8- Redford et Sundance, Casino Jack et Lobbies, Eduardo et Taos Pueblo

« 5h du mat ».
A la radio j’écoute une série d’émissions sur le festival de Sundance.
Cette année sont présentés des documentaires que Redford tient à montrer:
« Il faut qu’ils arrivent  jusqu’au public, que les gens puissent les voir ».
Etait invité ce matin Alex Gibney, le réalisateur de Casino Jack and the United States of Money, film sur l’argent des lobbies dans la politique américaine. A ce propos, ils reparlent de cette loi qui, en accordant le statut de personnes privées aux entreprises, leur permet d’investir ouvertement autant d’argent qu’elles veulent pour influencer les hommes politiques et interférer sur les lois.

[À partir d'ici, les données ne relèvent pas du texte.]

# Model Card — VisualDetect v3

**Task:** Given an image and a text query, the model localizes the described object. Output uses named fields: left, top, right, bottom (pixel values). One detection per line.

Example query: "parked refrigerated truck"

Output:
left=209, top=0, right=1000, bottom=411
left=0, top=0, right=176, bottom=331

Je pars en voiture vers le land management office pour acheter  des cartes genre IGN. Ils sont très étonnés que je pense aller randonner avec la neige et l’hiver!

Je leur dis que mon intention est plutôt d’aller photographier le Rio Grande et la Red River… Grand soulagement, ils n’auront pas à appeler la police pour chercher la vieille Française. Il faut dire que Taos c’est assez sauvage, au milieu de montagnes qui montent très haut. Il y a une station de ski tout près.

Les rivières ? Justement madame, il y a plusieurs endroits qui sont tout à fait marchables, sans être une randonneuse pure et dure, jeune et endurante, et même avec des routes pour arriver pas trop loin des endroits intéressants. En plus comme me dit la fille derrière le comptoir : « oh you’ll see, they’re so marvellous hikes ».

Je demande alors si on peut aussi se promener et photographier dans les territoires indiens. Le spécialiste, c’est Eduardo, me dit-elle. Elle l’appelle et il arrive très tranquillement, regarde la carte, m’explique où je peux aller.
– « Et là, autour de Taos Pueblo? »
– « Non, dans cette grande partie rouge là, (rouge, c’est justement les territoires indiens) on ne peut rien photographier. »
J’insiste un peu et il me raconte alors que les autres parties rouges, de l’autre côté, je peux, mais comme il vient de me le dire, là, non, c’est impossible, ils se sont battus, ça été très dur d’avoir cet espace autour de leur village et ils ne veulent absolument pas que des étrangers à leur communauté viennent prendre des photos. Ils sont chez eux et qu’on leur foute la paix. Je lui demande
– « Vous êtes Navajo? »,
je sens un petit retrait.
– « No, Pueblo, les Navajos sont des nouveaux venus sur nos territoires, comme les Européens! »
complète-t-il. Je lui réponds,
– « ça je savais. »
il sourit et attend que je parte.
– « Bye. »
– « Bye. »


Je roule vers le sud puis l’ouest, les routes deviennent de plus en plus étroites un peu plus défoncées, et très peu de voitures. Des faubourgs, des champs, des fermes, des caravanes métalliques, avec à l’horizon les montagnes. Je photographie, continue à rouler, et comme le jour baisse que la tempête de neige est prévue pour ce soir cette nuit ou demain, je trouve un endroit pour faire demi-tour. En approchant du bas côté, en contrebas, le ruban sombre d’une petite rivière, un pont en bois, la neige pas encore fondue et des grands arbres.


« A la maison », je déplie les cartes. La tempête prévue deviendra un moment de bonheur avec toutes ces lignes et couleurs, rivières et chemins que je ne connais pas, là par terre, pour réchauffer le blanc du monde demain.

Quelques voitures passent, et le souffle du vent, par moment.